3577 sayılı İthalatta Haksız Rekabetin Önlenmesi Hakkında Kanunun 15’inci maddesinin 1’inci fıkrasında; gümrük mevzuatının, gümrük vergisinin tahsiline, takibine ve teminata bağlanmasına ilişkin bu Kanuna aykırı olmayan usul ve şekle müteallik hükümlerinin, dampinge karşı vergi veya telafi edici verginin tahsili, takibi ve teminata bağlanması işlemlerinde de uygulanacağı, 16’ncı maddesinin 2’nci fıkrasında; bu Kanunun tatbikatında, Gümrük Kanunu ile diğer kanunların, bu Kanuna aykırı olan hükümlerinin uygulanmayacağı hükme bağlanmıştır. Atıfta bulunulan 4458 sayılı Kanunun 3’üncü maddesinin olay tarihinde yürürlükte bulunan şeklinin 8’inci fıkrasında, “gümrük vergileri” deyiminin, yürürlükteki hükümler uyarınca eşyaya uygulanan ithalat vergilerinin tümünü; “ithalat vergileri” deyiminin de, eşyanın ithalinde öngörülen gümrük vergileri ve eş etkili vergileri ifade ettiği belirtilmiş olup, 181’inci maddesinin 3’üncü fıkrasında, ithalatta gümrük yükümlülüğünde yükümlünün, beyan sahibi olduğu, dolaylı temsil durumunda, hesabına gümrük beyanında bulunulan kişinin de yükümlü olduğu, 182’nci maddesinin 3’üncü fıkrasının (a) bendinde, eşyanın kanuna aykırı olarak girişini gerçekleştiren kişilerin, (b) bendinde, eşyanın kanuna aykırı girişine iştirak eden ve girişin kanuna aykırı olduğunu bilen veya normal olarak bilmesi gereken kişilerin, (c) bendinde ise, söz konusu eşyayı elde eden veya elinde bulunduran ve bu eşyayı elde ettiği ve aldığı sırada eşyanın kanuna aykırı olarak girdiğini bilen veya normal olarak bilmesi gereken kişilerin bu Kanun hükümlerine göre gümrük vergilerinden sorumlu olduğu hükümleri yer almıştır.

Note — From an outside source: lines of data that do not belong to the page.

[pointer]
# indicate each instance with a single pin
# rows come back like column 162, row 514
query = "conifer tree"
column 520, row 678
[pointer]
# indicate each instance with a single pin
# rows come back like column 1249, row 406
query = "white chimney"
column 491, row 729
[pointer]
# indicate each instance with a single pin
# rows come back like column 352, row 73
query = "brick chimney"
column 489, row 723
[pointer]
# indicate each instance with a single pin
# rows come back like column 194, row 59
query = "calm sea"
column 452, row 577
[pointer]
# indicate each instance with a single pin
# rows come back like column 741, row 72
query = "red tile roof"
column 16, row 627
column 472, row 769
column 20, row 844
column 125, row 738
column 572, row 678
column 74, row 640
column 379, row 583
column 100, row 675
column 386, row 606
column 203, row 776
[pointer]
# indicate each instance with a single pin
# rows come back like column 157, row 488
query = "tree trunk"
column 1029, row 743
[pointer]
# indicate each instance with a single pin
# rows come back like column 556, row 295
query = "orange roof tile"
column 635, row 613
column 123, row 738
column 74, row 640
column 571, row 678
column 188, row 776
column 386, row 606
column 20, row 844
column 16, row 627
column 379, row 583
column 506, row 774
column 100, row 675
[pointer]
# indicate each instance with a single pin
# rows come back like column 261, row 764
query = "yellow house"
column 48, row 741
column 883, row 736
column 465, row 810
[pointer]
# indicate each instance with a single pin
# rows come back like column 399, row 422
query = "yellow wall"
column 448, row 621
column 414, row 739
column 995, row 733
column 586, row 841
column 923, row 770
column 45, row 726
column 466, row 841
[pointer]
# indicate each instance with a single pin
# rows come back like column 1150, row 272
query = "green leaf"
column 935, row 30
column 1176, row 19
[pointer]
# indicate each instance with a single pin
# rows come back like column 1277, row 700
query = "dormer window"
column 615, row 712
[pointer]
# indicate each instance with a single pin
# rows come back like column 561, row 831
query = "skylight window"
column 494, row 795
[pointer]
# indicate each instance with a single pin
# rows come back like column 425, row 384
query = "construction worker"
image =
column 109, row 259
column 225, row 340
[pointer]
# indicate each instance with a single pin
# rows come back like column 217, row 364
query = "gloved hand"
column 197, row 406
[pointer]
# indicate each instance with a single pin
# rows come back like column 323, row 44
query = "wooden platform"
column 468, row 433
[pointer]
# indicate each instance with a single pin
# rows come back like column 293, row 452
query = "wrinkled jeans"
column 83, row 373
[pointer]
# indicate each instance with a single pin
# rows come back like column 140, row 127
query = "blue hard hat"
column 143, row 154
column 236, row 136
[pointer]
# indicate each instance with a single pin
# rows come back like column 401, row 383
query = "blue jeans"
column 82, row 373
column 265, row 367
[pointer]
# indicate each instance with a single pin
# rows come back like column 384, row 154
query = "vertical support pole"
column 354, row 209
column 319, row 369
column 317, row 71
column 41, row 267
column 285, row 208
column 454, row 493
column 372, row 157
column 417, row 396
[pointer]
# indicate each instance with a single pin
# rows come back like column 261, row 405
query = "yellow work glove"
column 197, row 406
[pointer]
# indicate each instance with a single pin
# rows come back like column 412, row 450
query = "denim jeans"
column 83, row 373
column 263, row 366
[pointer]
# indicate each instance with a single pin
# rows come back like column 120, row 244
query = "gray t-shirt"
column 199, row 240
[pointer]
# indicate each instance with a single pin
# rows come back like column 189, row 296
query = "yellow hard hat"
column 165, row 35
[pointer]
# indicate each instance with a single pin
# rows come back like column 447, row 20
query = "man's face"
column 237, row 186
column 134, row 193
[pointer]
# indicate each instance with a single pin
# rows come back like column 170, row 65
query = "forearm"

Yukarıda yer alan hükümlere göre, ithalatta haksız rekabete yol açan dampingin neden olduğu zararlara karşı, bir üretim dalının korunması amacıyla getirilen dampinge karşı vergi ve telafi edici vergi, ithalde alınan vergi olmasına karşın; her türlü ithalatta değil, haksız rekabete yol açacağı öngörülen bazı ithalatlarda alınması nedeniyle, gerçek anlamda ithalat vergileri olmayıp, bahsedilen ithalatların zarar verici etkilerini gidermek ve yerli üreticiyi korumak amacıyla uygulanan bir tedbirdir. Dolayısıyla, bu vergilerin, 4458 sayılı Kanunun yalnızca “usul ve şekle müteallik” hükümlerinin uygulanması bakımından “gümrük vergileri” kapsamında değerlendirilmesi, “esasa ilişkin” hükümleri açısından ise, anılan Kanunun kapsamı dışında tutulması gerekmektedir. Bu bakımdan, olayda, ithalatçı Firmanın gümrük işlemlerini takip eden davacı müşavirlik Şirketi adına, 4458 sayılı Kanunun gümrük müşavirlerinin vergisel sorumluluğunu düzenleyen ve niteliği itibarıyla “esasa müteallik hükümler” içeren maddeleri uyarınca dampinge karşı vergi tahakkuku ve bu vergi üzerinden katma değer vergisi ek tahakkuku yapılması, 3577 sayılı Kanunun yukarıda bahsi geçen 15’inci maddesinin 1’inci fıkrasına aykırı olduğundan, yazılı gerekçeyle işlemin iptali yolunda verilen mahkeme kararında sonucu itibarıyla isabetsizlik görülmemiştir.
Açıklanan nedenle, temyiz isteminin reddine, 9.11.2009 gününde oybirliği ile karar verildi.